Will Catalyst be different? They recently received good news from a pivotal phase III trial, which brought cheers from the company’s small staff and gave McEnany a better night’s sleep.
Identifying a therapeutic target and developing a small molecule, antibody or other agent to hit it, is a long, arduous journey. Catalyst bypassed this process, somewhat, by acquiring an existing drug, Firdapse, which treats Lambert-Eaton Myasthenic Syndrome (LEMS), a rare muscle disease.
LEMS is an autoimmune disorder, in which the body attacks calcium channels in the nerve endings connected to muscles. Patients experience progressive weakness and are at greater risk for lung cancer. There are few treatments for LEMS, which affects about 3,500 people in the United States. Firdapse is approved in Europe and Catalyst acquired North American rights from BioMarin.
“The premise was that Catalyst would be a virtual company,” says McEnany. “We weren’t going to do any basic research; we were going to leave that up to academia and other institutions.”
The virtual model has the advantage of keeping Catalyst small and lean. They currently have 11 employees, up from seven a few months ago.
Virtual or not, biotechs live or die by their clinical trial results. As noted above, Catalyst received a big boost in September from their pivotal phase III trial, in which Firdapse met both primary endpoints. Equally promising, the drug was well-tolerated by patients.
“There were 38 patients in the trial and all of them wanted to continue with Firdapse in the open label safety extension,” notes McEnany, who has high praise for Worldwide Clinical Trials, the company that oversaw the complicated phase III.
“How do you build a biotech without doing any basic research, clinical trials or manufacturing?” asks McEnany. “You do it by sourcing out the finest contractors you can find.”
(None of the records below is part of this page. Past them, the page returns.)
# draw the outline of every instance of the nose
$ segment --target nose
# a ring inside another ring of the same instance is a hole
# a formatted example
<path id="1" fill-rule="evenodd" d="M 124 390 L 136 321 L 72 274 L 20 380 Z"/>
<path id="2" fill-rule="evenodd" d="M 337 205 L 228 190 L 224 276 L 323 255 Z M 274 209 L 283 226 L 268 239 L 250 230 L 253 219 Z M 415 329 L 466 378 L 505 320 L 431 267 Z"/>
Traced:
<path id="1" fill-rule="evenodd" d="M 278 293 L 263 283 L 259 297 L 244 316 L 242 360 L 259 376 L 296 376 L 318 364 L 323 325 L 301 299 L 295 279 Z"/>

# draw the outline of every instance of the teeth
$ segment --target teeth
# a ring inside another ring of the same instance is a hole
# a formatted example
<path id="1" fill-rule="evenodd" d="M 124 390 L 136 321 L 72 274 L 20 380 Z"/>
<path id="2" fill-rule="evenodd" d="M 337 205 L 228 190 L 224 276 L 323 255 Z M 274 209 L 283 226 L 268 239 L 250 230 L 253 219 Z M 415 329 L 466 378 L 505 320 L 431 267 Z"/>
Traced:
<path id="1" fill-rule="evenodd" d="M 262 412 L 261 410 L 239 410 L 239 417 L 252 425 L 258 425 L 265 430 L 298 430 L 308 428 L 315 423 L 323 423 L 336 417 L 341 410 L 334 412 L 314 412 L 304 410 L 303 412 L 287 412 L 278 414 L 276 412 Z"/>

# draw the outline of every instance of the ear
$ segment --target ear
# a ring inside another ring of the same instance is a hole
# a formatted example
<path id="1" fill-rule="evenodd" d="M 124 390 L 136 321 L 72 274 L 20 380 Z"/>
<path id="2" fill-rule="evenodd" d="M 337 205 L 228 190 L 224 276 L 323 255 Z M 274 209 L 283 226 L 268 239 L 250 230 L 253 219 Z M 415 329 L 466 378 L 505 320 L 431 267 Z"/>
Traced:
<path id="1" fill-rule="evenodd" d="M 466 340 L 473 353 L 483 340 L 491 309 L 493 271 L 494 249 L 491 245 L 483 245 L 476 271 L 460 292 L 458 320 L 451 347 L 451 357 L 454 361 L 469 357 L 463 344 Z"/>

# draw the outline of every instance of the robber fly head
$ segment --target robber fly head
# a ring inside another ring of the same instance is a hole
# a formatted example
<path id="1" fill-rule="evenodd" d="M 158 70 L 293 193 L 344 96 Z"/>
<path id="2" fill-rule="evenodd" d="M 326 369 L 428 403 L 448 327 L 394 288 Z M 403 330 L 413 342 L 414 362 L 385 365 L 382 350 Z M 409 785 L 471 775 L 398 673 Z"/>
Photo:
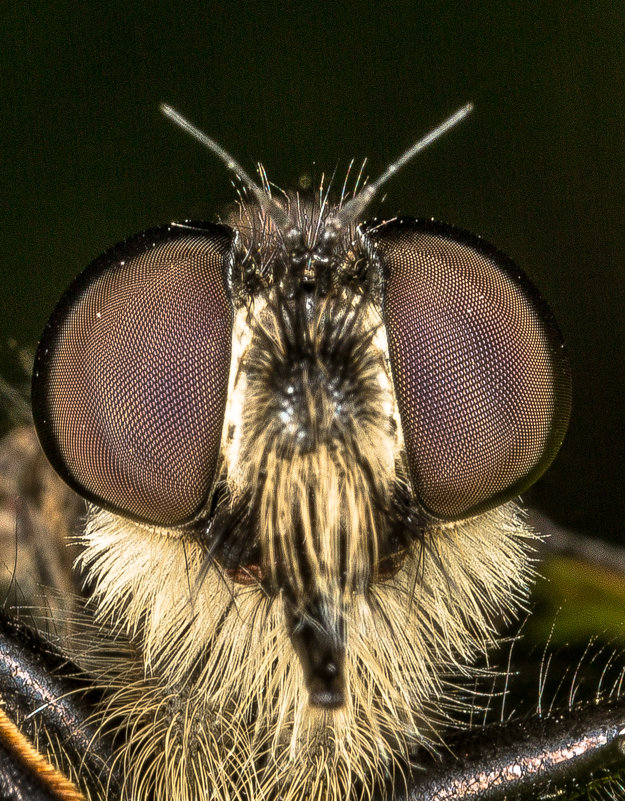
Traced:
<path id="1" fill-rule="evenodd" d="M 182 120 L 243 182 L 238 214 L 116 246 L 48 323 L 37 430 L 100 510 L 83 561 L 101 619 L 140 642 L 160 688 L 133 723 L 139 784 L 166 784 L 146 753 L 170 743 L 157 710 L 180 694 L 195 789 L 371 784 L 436 739 L 450 675 L 525 595 L 532 535 L 509 501 L 555 456 L 570 405 L 553 317 L 479 237 L 361 221 L 467 111 L 336 206 L 276 200 Z"/>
Firdapse received FDA Breakthrough Therapy Designation in 2013. Breakthrough status and positive trial results are big wins for Catalyst. Still, there’s no such thing as a slam dunk.
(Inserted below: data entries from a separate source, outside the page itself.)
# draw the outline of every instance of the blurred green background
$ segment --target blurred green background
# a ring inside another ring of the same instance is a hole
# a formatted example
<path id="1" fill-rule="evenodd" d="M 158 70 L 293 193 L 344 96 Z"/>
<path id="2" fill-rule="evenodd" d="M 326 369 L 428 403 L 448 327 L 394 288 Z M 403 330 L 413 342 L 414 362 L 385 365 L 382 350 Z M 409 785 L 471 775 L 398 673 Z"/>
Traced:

“The development and clinical issues are off the table now that we have the clinical data in hand from the phase III trial,” says McEnany. “Regulatory is a hurdle we have yet to get over.”
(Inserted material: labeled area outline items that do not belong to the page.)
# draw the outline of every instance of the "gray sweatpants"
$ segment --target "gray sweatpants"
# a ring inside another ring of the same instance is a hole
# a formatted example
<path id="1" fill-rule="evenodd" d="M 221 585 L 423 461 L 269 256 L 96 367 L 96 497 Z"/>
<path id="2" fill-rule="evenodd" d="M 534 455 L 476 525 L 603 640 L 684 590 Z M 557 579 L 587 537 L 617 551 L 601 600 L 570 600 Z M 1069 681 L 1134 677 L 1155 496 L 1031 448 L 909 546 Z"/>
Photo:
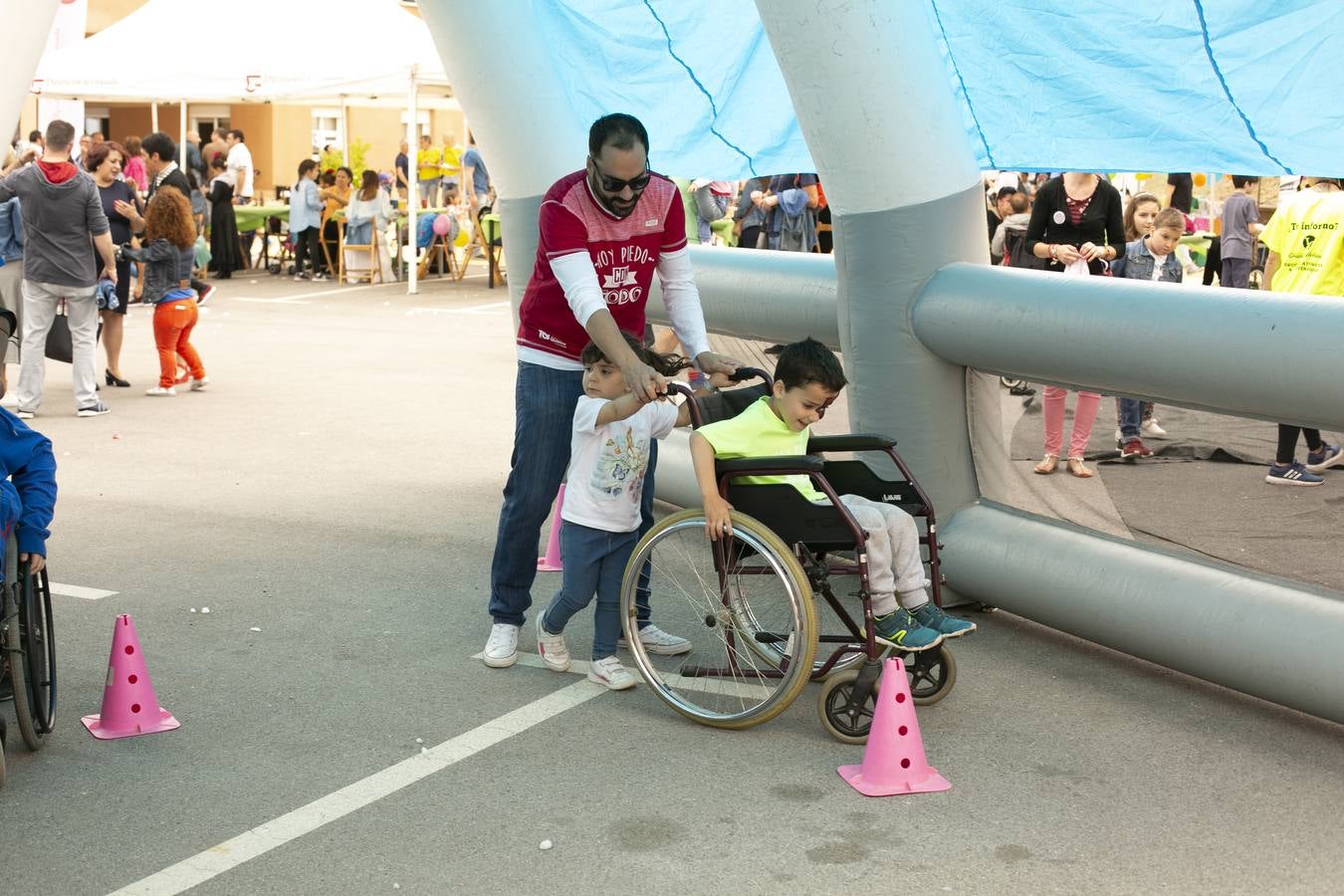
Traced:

Catalyst anticipates submitting a rolling NDA in 2015 and hopes to launch Firdapse in early 2016.
This is the area where Catalyst is going in-house. They’ve already begun gearing up for the Firdapse rollout, hiring an EVP of corporate development and a VP of patient advocacy and reimbursement. McEnany anticipates growing the staff to around 40, including 15 to 20 in sales and marketing. The future looks promising, but there are always unknown unknowns.
“Every day you read headlines about events that weren’t expected,” says McEnany. “We try to anticipate the things we haven’t experienced, but we’re comfortable with the assumptions we’ve made on commercial risk.”
McEnany has a few pointers for anyone who’s thinking about starting a biotech: Take care of the due diligence up front; hire good consultants; and make sure you have access to capital.
The need to acquire capital is less a phase than a constant companion. Catalyst’s virtual approach alleviates the need to build a large R&D infrastructure, but hiring outside companies to conduct trials and perform other tasks is not cheap.
“You always need to be able to find capital,” says McEnany, “even when the capital markets aren’t good. It’s not a lot of fun, but you have to do it. And plan on more capital than you think you need. You’re going to need it.”